Is there a general ratio of BL to cone that would be considered good? For example the three hybrid drivers all use the same basic motor which measures at ~13.6.
I'll be honest - I am still learning what works and what does not. I have seen that smaller drivers can get away with a higher Qes. I think this is partly because the Mms is lower. Also - look at more than just BL, BL^2/Re is a good start. I divide this ratio by cone area, BL^2/Re/Sd. Numbers depend on units, but if in typical metric or SI units, I look for this ratio to be greater than 0.12 and less than 0.25. Even this is not a guarantee of a good driver. The cone has to be strong, and the driver has to have sufficient displacement to make the SPL you're after.

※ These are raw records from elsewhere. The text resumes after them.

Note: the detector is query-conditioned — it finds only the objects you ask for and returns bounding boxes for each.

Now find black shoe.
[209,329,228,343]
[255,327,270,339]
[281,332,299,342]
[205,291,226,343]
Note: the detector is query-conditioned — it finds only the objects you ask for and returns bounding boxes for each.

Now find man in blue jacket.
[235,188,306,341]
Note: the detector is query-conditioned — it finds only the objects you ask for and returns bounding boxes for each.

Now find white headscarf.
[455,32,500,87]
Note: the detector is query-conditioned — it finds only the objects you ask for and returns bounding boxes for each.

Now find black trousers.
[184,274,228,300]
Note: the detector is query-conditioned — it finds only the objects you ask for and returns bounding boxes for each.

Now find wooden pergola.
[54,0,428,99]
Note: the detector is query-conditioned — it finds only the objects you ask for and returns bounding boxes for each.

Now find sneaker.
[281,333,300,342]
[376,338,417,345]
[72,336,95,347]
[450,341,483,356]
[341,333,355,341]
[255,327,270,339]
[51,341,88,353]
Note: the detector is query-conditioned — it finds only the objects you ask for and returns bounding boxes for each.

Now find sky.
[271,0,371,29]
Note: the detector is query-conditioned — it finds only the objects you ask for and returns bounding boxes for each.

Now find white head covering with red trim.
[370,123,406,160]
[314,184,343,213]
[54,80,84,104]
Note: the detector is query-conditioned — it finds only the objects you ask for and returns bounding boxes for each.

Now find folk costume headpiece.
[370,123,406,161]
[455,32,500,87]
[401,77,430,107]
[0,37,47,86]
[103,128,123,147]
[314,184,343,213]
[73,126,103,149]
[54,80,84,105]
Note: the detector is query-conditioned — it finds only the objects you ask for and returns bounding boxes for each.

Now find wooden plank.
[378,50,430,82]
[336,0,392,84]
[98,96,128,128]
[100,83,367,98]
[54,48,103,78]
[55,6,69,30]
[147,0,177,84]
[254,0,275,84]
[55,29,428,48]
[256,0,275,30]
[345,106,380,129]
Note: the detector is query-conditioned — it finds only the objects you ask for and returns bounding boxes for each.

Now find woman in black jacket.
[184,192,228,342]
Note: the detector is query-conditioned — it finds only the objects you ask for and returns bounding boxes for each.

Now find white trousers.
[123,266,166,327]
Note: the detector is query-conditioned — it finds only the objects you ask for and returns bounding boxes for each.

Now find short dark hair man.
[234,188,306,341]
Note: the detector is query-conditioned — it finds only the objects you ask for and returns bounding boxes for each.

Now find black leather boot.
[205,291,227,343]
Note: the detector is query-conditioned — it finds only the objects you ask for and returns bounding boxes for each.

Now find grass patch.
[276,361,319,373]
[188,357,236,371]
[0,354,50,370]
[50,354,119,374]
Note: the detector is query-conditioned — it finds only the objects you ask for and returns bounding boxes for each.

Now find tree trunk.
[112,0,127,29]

Real specs matter here. I can't emphasize this enough. Specs that come from the marketing department are often useless. If I did not measure the driver, I had better know and trust the source. Complex cabinets are not as tolerant of deviations in driver specs.
All of the output graphs in Hornresp are valuable. I look at all of them when designing a sub. Sure, I start with as flat an SPL curve as I can make happen, but that is the first thing I compromise to get the rest right. The time domain side of things matters too, and you can't exactly "see" those issues in the SPL plot.

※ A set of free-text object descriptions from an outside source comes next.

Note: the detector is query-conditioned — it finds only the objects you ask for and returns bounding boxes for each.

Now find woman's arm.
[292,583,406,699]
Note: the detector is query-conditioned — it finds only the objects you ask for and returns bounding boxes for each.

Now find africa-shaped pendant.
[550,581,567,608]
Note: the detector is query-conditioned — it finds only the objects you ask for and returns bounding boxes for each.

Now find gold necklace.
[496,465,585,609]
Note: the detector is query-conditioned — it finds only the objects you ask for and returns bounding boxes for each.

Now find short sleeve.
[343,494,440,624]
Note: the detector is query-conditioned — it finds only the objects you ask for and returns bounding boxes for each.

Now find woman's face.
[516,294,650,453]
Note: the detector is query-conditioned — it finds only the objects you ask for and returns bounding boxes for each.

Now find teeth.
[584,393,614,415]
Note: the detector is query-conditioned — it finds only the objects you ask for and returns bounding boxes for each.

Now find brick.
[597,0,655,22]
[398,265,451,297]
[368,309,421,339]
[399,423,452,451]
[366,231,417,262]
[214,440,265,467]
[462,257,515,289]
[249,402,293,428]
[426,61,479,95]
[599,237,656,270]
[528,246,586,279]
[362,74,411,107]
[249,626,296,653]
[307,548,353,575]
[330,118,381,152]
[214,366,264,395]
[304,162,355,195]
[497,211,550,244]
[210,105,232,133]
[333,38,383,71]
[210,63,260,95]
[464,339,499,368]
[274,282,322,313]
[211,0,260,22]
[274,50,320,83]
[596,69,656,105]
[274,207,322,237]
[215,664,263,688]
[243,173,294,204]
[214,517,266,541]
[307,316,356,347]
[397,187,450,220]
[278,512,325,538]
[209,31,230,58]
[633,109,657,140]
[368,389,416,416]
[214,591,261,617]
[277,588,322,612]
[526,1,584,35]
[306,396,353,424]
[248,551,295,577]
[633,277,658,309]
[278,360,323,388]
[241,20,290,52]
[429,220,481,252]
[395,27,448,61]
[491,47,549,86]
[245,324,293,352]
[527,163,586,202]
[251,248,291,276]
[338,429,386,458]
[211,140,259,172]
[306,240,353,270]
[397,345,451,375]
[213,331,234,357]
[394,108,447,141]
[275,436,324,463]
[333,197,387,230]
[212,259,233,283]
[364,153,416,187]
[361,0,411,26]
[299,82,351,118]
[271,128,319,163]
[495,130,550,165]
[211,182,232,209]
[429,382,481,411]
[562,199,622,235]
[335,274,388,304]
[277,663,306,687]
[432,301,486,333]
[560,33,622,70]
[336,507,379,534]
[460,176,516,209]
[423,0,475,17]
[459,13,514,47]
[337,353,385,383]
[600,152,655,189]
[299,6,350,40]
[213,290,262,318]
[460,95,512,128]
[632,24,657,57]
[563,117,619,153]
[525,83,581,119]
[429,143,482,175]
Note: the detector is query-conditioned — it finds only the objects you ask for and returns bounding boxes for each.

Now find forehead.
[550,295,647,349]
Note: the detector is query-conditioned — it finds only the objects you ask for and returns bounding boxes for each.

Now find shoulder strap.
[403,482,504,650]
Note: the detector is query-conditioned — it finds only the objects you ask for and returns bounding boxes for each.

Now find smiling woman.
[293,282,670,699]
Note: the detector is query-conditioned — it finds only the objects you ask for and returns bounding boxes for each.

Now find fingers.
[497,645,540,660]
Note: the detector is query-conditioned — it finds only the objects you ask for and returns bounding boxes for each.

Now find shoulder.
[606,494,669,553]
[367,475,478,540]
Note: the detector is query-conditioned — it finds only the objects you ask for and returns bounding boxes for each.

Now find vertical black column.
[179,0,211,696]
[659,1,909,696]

Then, there is also the simple fact that at some point (and it will be different for every driver and horn combination) the predictions will not match the reality due to losses that Hornresp can not account for. Certainly, there are commonalities as to when things come off the tracks, but I have not developed any hard and fast rules yet. I can only afford to waste so much time and plywood building things that don't work.... Compression ratio is part of it, expansion rate is another.
Acoustic impedance and reactance are most often overlooked. They do matter. Group delay is usually not too big of a deal for subs, provided nothing is outrageous, but needs to be looked at too.
There is a lot more to it than I can distill into a single post. Like I said - I am still learning, and though I have theories, I still can not fully explain some of the things I have measured.